There were chaotic scenes as people thronged metro stations, only to stream out shortly after, clogging footpaths as they queued for buses or alternative transport after some train services were disrupted or suspended.
Some roads were closed early in the morning with long traffic jams building during rush hour, a day after some of the worst violence to rock the former British colony. A protester was shot by police and a man set on fire on Monday.
Riot police were deployed at metro stations across the territory, while rail operator MTR Corp urged people to use other forms of transport.

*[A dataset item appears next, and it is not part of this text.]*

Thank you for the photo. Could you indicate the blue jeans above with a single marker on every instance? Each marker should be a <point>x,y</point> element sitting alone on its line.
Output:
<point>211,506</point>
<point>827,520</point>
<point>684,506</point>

“It is very inconvenient for me because I have a few meetings to go to in Central,” said a 38-year-old man who gave his name as Rodney and who works as a legal consultant for an international firm.

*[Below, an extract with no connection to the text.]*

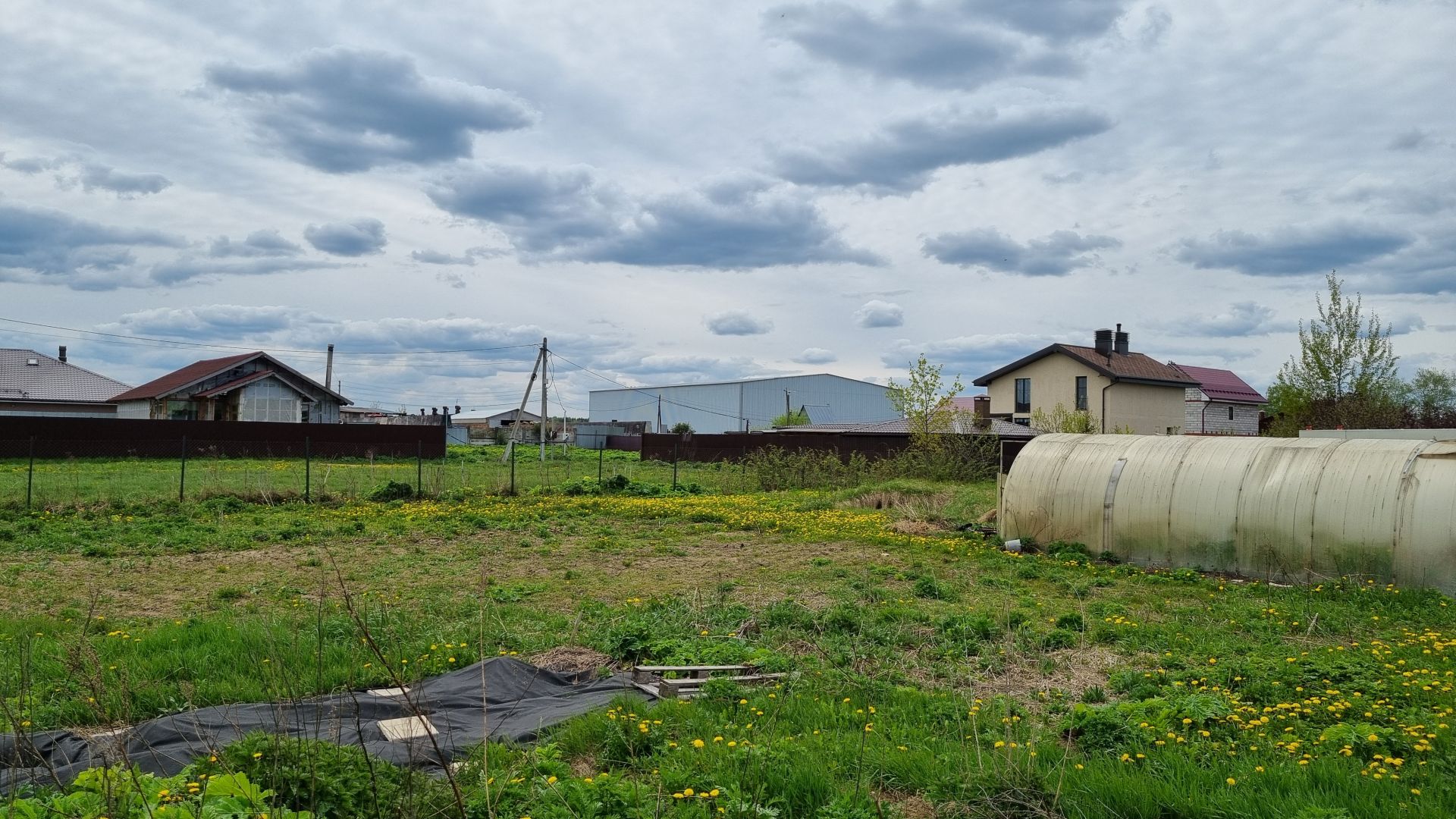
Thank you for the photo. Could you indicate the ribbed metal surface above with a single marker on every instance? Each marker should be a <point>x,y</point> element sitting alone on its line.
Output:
<point>731,406</point>
<point>1285,509</point>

“Hopefully my partners will understand that my city is going through a tough period,” he said, adding that he blames Hong Kong leader Carrie Lam for the protests.
Protesters urged people to gather in the Central business district on Hong Kong Island and the bustling Kowloon tourism and shopping area of Tsim Sha Tsui at noon.
Police fired tear gas on Monday in the narrow streets of Central where some protesters, crouching behind umbrellas, blocked streets during lunch hour.
Passengers streamed out of at least one train that was forced to stop when barricades blocked the rail line.
Universities and schools cancelled classes, with students, teachers and parents on edge a day after police fired tear gas and students hurled petrol bombs on some campuses.
Lam said protesters who tried to paralyse the city were being extremely selfish and hoped that universities and schools would urge students not to take part in the demonstrations.
More than 260 people were arrested on Monday, police said, bringing the total number to more than 3,000 since the protests escalated in June.
The metro station at Sai Wan Ho on eastern Hong Kong island, where a 21-year-old protester was shot at close range on Monday, was among those closed.
‘ENEMY OF THE PEOPLE’
Lam said on Monday the violence in the former British colony had exceeded protesters’ demands for democracy and demonstrators were now the people’s enemy.
Protesters are angry about what they see as police brutality and meddling by Beijing in the freedoms guaranteed under the “one country, two systems” formula put in place when the territory returned to Chinese rule in 1997.
China denies interfering and has blamed Western countries, including Britain and the United States, for stirring up trouble.
The United States condemned the unjustified use of deadly force in the latest violence and urged police and citizens to de-escalate the crisis.
U.S. State Department spokeswoman Morgan Ortagus also urged Beijing to honour its commitments that Hong Kong would enjoy a high degree of autonomy and human rights, including the freedom of expression and peaceful assembly.
Protesters clashed with police into the early hours of Tuesday after fierce skirmishes throughout Monday, when more than 100 people were injured.
Many workers were sent home early on Monday and shops and restaurants shut by the evening as the violence escalated, piling further pressure on an economy that entered a recession in the third quarter for the first time in a decade.
An editorial in the state-backed China Daily newspaper condemned the violence on Monday and took aim at the “leniency of Hong Kong judges”.
“Allowing (protesters) to apply for bail on easy terms and handing down extraordinarily light sentences has also served to encourage inhuman terrorist acts,” it said.